Брось монетку, сунь другую в щелку времени впритык.
Высь в бесфлажьем аллилуйя - человечества ярлык.
Ты монетку, я вторую, третий - бакс, четвертый - два...
Дунул ветер и ликуя утащил наварчик дня.
Мы бредем, под нами Марс, прибыл-убыл - Бог подаст.
На Говерлу ни ногой - здесь живёт не мой герой,
обозленыш, вечный тать, что с него бедняги взять:
всюду вырубка пошла, лысогорье шепчет: ша!
уноси свои мослы, рубят лес вокруг жлобы.
Рубят желчно, зло, в пылу нарубив в дрова стану.
Ваши спички, наши дрова - дом ученых неученым...
мир поэтов с пелюшок - вниз с Говерлы. Что там? ШОК!
-.
Кластеры бластера биты саркомой.
Болью фламастерной Детство знакомо.
Мы колонируем призрачный мир -
морлоков. страхов и жутких страшил.
Бластер направил, кнопку нажал
и обнаружился жала портал.
Вжик - и разрезал легко пополам
морлоков, страхи и прочий фиг-вам!
Но остаётся вопрос - не ответ:
всех перебил, а что толку, поэт?
Ночь на рассвете отправиться спать,
морлоки сядут борщец порубать.
По сигарилле прикурят в саркоме.
Щи - не пищи с кислым привкусом комы
медленно впишут в усопших тетрадь.
Кольцами дым - ни к чему горевать.
Так ли всё грустно, ан нет - домовой
бластер утащит к себе как шальной,
чтоб перебрать на услады ружьё
в полночь направить и грохнуть в усё!
Ай да, извечный шалун, прохиндей
счастьем проказник врачует людей.
-----------
Бла;стер (англ. blaster, букв. «взрыватель») — распространённое название вымышленного энергетического оружия в научной фантастике
Морлоки (англ.

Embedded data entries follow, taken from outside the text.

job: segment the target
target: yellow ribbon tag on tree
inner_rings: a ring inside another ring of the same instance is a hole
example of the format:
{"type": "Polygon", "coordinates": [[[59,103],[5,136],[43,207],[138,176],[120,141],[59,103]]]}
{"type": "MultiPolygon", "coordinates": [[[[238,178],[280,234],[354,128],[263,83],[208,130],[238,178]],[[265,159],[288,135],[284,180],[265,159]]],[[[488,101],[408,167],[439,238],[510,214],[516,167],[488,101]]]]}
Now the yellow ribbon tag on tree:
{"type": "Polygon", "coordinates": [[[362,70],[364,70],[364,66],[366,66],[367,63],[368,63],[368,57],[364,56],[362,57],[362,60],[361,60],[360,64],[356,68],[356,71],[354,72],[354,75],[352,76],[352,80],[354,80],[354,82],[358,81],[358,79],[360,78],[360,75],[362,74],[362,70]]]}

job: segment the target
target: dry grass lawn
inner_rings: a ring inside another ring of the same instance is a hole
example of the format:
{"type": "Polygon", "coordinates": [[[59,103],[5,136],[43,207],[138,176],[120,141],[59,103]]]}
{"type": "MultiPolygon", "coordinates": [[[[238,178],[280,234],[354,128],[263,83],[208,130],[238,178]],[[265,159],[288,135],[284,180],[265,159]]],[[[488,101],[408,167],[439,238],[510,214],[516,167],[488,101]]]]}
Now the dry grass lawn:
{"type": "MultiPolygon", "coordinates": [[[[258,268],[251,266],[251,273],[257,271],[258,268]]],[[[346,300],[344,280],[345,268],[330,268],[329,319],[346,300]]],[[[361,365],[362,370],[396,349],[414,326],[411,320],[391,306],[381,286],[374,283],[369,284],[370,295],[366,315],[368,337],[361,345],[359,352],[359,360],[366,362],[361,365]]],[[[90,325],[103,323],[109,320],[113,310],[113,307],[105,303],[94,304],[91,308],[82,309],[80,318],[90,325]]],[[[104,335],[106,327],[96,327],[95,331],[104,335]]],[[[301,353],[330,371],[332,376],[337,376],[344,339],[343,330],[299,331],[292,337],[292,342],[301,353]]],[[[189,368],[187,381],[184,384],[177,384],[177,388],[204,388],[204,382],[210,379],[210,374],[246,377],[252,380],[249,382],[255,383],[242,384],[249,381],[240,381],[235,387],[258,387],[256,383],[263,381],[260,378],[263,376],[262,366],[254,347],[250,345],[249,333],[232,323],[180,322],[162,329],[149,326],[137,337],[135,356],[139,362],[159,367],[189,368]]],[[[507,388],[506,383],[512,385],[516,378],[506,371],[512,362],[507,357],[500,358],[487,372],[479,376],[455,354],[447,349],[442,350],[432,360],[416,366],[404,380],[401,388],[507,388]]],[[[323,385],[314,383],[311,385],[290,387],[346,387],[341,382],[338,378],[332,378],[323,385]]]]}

Morlocks) — гуманоидные подземные существа-каннибалы, встречающиеся в различных произведениях фантастического жанра.
САМА;Н, мужской род а юге: кирпич-сырец из глины с примесью навоза, соломы или каких-н. волокнистых веществ
Сигариллы — курительные трубочки, свёрнутые из табачного листа и начинённые резаным табаком, выглядящие как тонкие сигары.